En un ejercicio de sensibilidad y aprovechamiento de los recursos locales, el centro nocturno Piano Bar El Dorado transforma su habitual atmósfera para convertirse, dos veces al mes, en un refugio de fantasía para la infancia santaclareña.
La propuesta, perteneciente a la Unidad Empresarial de Base (UEB) Especial de Alojamiento y Gastronomía, trasciende el simple espectáculo recreativo.
Rigoberto Risquet González, administrador de la entidad, declaró a la ACN que el diseño de esta actividad responde a la necesidad de ofrecer contenidos que respeten las etapas del desarrollo infantil y promuevan valores éticos desde el entretenimiento sano.

Nuestra meta es que los niños vuelen con sus sueños a través de propuestas pensadas exclusivamente para ellos; no se trata solo de ocupar un tiempo libre, sino de que la familia encuentre un espacio donde la educación y la alegría marchen de la mano, especialmente en tiempos donde la creatividad debe imponerse a las carencias materiales, argumentó Risquet González.

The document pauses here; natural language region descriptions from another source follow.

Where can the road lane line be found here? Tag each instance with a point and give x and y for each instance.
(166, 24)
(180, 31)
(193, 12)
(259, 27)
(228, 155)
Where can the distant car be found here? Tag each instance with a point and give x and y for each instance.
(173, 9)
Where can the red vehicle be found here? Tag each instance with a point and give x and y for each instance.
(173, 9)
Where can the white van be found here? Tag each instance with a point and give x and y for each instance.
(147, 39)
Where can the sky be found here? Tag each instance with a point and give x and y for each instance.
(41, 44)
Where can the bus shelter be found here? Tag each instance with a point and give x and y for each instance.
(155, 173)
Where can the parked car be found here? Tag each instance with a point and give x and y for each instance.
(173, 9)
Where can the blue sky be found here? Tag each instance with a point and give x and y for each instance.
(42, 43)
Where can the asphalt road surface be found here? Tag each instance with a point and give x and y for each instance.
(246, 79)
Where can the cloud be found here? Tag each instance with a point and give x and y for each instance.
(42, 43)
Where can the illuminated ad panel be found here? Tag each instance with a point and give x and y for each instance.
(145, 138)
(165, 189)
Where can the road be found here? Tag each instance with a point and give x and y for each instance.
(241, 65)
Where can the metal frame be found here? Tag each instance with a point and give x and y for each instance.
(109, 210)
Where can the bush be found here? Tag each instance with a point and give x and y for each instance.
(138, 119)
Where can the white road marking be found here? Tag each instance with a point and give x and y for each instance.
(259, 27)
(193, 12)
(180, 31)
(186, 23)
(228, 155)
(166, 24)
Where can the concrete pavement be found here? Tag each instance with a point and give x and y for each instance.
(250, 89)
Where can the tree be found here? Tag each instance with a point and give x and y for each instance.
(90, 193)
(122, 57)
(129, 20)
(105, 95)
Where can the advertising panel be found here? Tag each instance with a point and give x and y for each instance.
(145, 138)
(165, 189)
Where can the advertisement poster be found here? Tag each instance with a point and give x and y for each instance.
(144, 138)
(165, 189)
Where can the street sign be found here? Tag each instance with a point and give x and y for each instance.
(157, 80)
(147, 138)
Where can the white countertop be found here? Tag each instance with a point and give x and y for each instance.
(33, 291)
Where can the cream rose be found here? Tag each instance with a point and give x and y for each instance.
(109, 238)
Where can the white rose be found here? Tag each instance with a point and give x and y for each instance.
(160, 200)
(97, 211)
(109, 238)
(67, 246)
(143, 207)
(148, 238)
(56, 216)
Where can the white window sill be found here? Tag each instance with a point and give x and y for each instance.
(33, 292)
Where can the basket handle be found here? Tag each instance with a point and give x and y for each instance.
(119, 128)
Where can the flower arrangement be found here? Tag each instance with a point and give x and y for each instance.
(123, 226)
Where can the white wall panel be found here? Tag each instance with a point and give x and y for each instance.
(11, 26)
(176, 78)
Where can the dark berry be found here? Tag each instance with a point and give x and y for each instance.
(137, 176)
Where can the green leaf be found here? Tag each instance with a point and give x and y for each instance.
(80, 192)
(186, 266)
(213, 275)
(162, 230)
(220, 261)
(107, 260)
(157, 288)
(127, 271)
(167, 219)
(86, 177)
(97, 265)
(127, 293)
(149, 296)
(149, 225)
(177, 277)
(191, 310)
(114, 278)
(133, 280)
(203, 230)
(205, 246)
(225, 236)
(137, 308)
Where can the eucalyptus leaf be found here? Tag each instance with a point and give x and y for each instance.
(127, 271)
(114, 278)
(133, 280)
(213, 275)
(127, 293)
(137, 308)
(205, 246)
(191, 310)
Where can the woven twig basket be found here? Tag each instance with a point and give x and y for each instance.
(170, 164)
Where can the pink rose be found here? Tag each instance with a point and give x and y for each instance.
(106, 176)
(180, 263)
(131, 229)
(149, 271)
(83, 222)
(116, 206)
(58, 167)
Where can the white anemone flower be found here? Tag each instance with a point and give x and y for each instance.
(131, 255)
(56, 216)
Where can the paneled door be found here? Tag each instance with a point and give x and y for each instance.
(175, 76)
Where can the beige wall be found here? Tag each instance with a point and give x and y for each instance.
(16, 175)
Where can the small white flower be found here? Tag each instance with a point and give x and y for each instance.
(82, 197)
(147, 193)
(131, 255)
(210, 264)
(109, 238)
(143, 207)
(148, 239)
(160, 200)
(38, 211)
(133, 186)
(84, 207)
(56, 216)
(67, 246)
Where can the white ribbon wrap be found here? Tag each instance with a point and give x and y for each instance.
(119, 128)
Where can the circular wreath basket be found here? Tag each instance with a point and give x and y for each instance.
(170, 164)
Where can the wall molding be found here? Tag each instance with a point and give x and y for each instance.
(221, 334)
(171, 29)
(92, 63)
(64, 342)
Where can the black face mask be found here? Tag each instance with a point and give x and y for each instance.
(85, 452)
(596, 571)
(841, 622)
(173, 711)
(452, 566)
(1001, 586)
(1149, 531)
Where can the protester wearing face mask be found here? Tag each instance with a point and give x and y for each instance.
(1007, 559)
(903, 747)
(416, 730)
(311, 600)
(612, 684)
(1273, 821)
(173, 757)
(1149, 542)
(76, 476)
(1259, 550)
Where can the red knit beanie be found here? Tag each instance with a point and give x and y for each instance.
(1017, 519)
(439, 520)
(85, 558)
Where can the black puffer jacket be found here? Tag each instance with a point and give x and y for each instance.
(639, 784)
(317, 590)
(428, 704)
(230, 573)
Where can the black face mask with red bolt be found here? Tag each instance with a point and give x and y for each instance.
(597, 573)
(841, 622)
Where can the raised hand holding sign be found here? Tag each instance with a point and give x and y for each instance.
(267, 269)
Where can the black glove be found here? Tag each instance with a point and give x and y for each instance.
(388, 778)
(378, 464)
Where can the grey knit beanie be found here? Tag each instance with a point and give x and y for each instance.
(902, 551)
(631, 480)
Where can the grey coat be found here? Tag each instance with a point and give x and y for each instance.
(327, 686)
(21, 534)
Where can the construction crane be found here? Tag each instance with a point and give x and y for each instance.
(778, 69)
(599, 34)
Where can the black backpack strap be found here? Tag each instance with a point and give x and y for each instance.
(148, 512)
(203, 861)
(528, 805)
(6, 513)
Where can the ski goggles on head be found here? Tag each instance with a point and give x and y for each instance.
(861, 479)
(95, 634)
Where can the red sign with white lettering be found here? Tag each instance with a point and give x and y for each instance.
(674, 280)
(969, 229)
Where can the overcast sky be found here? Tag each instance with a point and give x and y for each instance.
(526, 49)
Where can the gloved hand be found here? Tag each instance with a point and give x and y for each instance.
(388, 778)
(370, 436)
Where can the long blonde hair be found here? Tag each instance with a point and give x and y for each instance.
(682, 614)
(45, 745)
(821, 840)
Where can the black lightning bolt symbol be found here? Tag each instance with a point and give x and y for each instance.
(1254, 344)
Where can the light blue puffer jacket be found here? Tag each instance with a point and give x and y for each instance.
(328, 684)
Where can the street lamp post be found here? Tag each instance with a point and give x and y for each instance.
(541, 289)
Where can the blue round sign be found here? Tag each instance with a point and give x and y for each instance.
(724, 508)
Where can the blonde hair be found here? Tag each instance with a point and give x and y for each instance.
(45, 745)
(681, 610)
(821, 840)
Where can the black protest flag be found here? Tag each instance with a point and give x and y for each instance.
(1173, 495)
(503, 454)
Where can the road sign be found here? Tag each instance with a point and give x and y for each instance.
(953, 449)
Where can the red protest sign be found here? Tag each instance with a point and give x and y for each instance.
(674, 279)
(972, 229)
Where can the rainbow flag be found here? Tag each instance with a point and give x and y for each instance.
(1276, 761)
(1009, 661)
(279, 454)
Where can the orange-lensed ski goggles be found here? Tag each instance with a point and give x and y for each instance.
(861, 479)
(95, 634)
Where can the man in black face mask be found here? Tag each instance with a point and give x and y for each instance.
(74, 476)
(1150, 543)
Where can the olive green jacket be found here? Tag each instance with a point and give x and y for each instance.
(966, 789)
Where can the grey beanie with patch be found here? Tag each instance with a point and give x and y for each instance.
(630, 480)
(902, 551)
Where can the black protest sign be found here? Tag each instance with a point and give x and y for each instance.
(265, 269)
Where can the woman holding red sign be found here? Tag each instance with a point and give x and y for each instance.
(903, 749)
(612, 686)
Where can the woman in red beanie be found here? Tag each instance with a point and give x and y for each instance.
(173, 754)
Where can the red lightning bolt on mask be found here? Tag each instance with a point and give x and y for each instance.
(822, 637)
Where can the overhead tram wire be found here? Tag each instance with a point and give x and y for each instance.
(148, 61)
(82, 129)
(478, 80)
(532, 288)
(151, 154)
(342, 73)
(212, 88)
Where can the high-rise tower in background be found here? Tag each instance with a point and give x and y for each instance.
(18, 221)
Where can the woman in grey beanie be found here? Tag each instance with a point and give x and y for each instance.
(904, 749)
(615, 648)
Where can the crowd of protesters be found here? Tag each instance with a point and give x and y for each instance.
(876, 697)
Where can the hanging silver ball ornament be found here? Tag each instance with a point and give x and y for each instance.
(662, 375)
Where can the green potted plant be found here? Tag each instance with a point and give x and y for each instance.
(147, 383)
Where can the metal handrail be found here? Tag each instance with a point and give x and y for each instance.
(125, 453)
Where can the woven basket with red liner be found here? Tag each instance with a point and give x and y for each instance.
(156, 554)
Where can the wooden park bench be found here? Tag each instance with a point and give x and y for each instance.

El espectáculo, que supera los 90 minutos de duración, centra su éxito en la interacción física; el administrador explicó que el contacto directo con personajes como la Conejita Susy —figura que ya goza de gran popularidad— estimula la motricidad fina de los infantes mediante el juego y la música, un elemento pedagógico que diferencia esta opción de otras ofertas puramente comerciales.
Desde la perspectiva del consumo, el directivo subrayó que la UEB realiza un esfuerzo logístico para garantizar meriendas, confituras y otros alimentos; el objetivo es que la experiencia sea completa y las familias encuentren soluciones gastronómicas asequibles dentro de la propia instalación.
Para los asistentes, el valor del espacio también radica en su ubicación estratégica; Mirna Sacarrás, quien acompañaba a su nieto, aseguró que la posición del centro en la avenida Luis Estévez, entre Independencia y Céspedes, representa un alivio ante las dificultades actuales con el transporte urbano.
Es una opción de calidad en pleno corazón de la ciudad; se agradece que se piense en la comodidad del acceso para quienes tenemos niños pequeños, comentó.
La satisfacción se refleja de forma inmediata en el rostro de los protagonistas,el pequeño Brayan Jesús, tras participar en los musicales, expresó con sencillez su alegría por haber compartido de cerca con sus personajes favoritos.
Esta iniciativa de El Dorado evidencia cómo la diversificación de los servicios y la reinvención de las estructuras estatales pueden generar impactos positivos en la comunidad.
Las puertas del Piano Bar abren para los más pequeños el primer y tercer domingo de cada mes, para reafirmar que, más allá de los obstáculos, la felicidad de la infancia permanece como una prioridad para el sector del comercio y la gastronomía en Villa Clara.
Con casi cuatro décadas de labor ininterrumpida, el emblemático sitio renovó recientemente su visualidad mediante un proceso de recapitalización.
Esta mejora integral incluyó la actualización del equipamiento y la adquisición de insumos a través de una modalidad de servicio cooperado entre un inversor privado y la propia empresa estatal socialista, alianza que asegura la vitalidad y el confort de la instalación en beneficio del pueblo santaclareño.